Дом Суоннеров был последним между складом утильсырья и городом. Одноэтажный дом с анфиладой4 комнат и хлопьями краски, прилипшими то тут, то там к его обветшалым доскам, стоял в стороне, словно отверженный своими соседями. Несколько плешивых собак лежали на голой земле перед домом, словно живые украшения на лужайке – арканзасский эквивалент розовых фламинго.

Я смотрела в окно грузовика, когда Судья проезжал мимо дома Суоннеров, мое безграничное любопытство было направлено на жизнь, столь отличную от моей собственной, но там не было никаких признаков человеческого жилья. Линдси, самая младшая из выводка Суоннеров, училась в моем классе, но никто ее толком не знал. Она всегда держалась особняком и, казалось, становилась невидимой, несмотря на свои белокурые волосы и голубые глаза. Никто никогда не был с ней жесток. Большинство детей просто забывали о ее присутствии.

В тот самый день моя мать и тетушки выгнали меня из дома, пока готовились к церковному празднику, который должен был состояться на следующий день. Это будет последнее «ура» перед началом занятий в школе, и они собирались отпраздновать событие с большим размахом. Горы еды уже заполнили холодильник, и нам с Судьей грозили ужасные последствия, если мы прикоснемся к ней.

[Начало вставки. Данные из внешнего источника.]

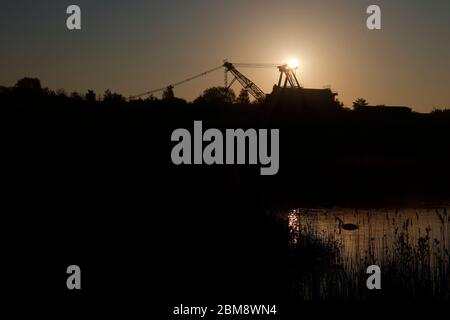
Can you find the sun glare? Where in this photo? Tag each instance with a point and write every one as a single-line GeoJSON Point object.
{"type": "Point", "coordinates": [293, 63]}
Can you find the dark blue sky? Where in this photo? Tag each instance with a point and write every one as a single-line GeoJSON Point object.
{"type": "Point", "coordinates": [136, 45]}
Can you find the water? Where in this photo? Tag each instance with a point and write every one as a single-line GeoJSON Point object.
{"type": "Point", "coordinates": [410, 245]}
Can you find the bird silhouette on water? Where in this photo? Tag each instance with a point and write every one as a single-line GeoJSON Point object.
{"type": "Point", "coordinates": [345, 226]}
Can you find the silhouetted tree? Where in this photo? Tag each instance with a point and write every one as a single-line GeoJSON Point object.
{"type": "Point", "coordinates": [61, 93]}
{"type": "Point", "coordinates": [243, 97]}
{"type": "Point", "coordinates": [360, 102]}
{"type": "Point", "coordinates": [168, 93]}
{"type": "Point", "coordinates": [113, 98]}
{"type": "Point", "coordinates": [217, 95]}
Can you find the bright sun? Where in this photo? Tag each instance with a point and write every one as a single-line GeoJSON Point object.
{"type": "Point", "coordinates": [293, 63]}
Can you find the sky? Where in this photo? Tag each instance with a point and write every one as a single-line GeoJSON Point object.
{"type": "Point", "coordinates": [134, 46]}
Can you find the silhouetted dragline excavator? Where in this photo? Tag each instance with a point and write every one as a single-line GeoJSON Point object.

Я сидела на качелях, которые Судья смастерил для меня на заднем дворе: цепь с крючками на концах, обернутыми вокруг крепкой ветки амбрового дерева и обвитой вокруг зазубренного дощатого сиденья. Годы использования стерли траву под ним и оставили глубокую борозду, по которой волочились мои ноги. Мне было скучно, и я уже подумывала о том, чтобы уговорить Дженну помочь мне загнать в угол кота Ваузера, когда Судья вышел из сарая и направился к своему грузовику.

Судья был высоким и одним из самых крупных мужчин, которых я когда-либо знала, но при этом не массивным и без единой унции жира. Пара черных очков с толстыми линзами постоянно сидела на его носу, а коротко остриженные волосы были темно-серыми по бокам, сливаясь в более светлую серую полоску по центру головы. Его манера одеваться всегда была одинаковой: коричневая рабочая рубашка и джинсы – в будние дни, костюм – по воскресеньям.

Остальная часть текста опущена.